La disputa sobre la prioridad de Heights Capital en la bancarrota de Fisker destaca cuestiones críticas en los procedimientos de bancarrota y los préstamos garantizados. La decisión entre el Capítulo 11 y el Capítulo 7 afectará significativamente los resultados para todas las partes interesadas, incluidos acreedores, empleados y clientes. Una conversión al Capítulo 7 podría acelerar la liquidación, pero también podría impedir un examen exhaustivo de la posición y las acciones de Heights durante el declive financiero de Fisker.

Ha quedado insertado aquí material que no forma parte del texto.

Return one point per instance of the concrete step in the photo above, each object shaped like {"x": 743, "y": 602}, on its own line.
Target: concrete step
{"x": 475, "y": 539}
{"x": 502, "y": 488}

La posible conversión al Capítulo 7 también plantea preocupaciones sobre la seguridad pública y la capacidad de abordar los retiros de vehículos, lo que podría tener implicaciones más amplias para la protección del consumidor. Las negociaciones en curso y las maniobras legales subrayan las complejidades de los casos de bancarrota que involucran a acreedores garantizados y destacan las consideraciones estratégicas en juego al determinar cómo se distribuyen los activos de una empresa.

El resultado de las negociaciones y la decisión final sobre el estado de la bancarrota moldearán no solo el futuro inmediato de Fisker, sino que también sentarán precedentes sobre cómo se manejan casos similares en el futuro.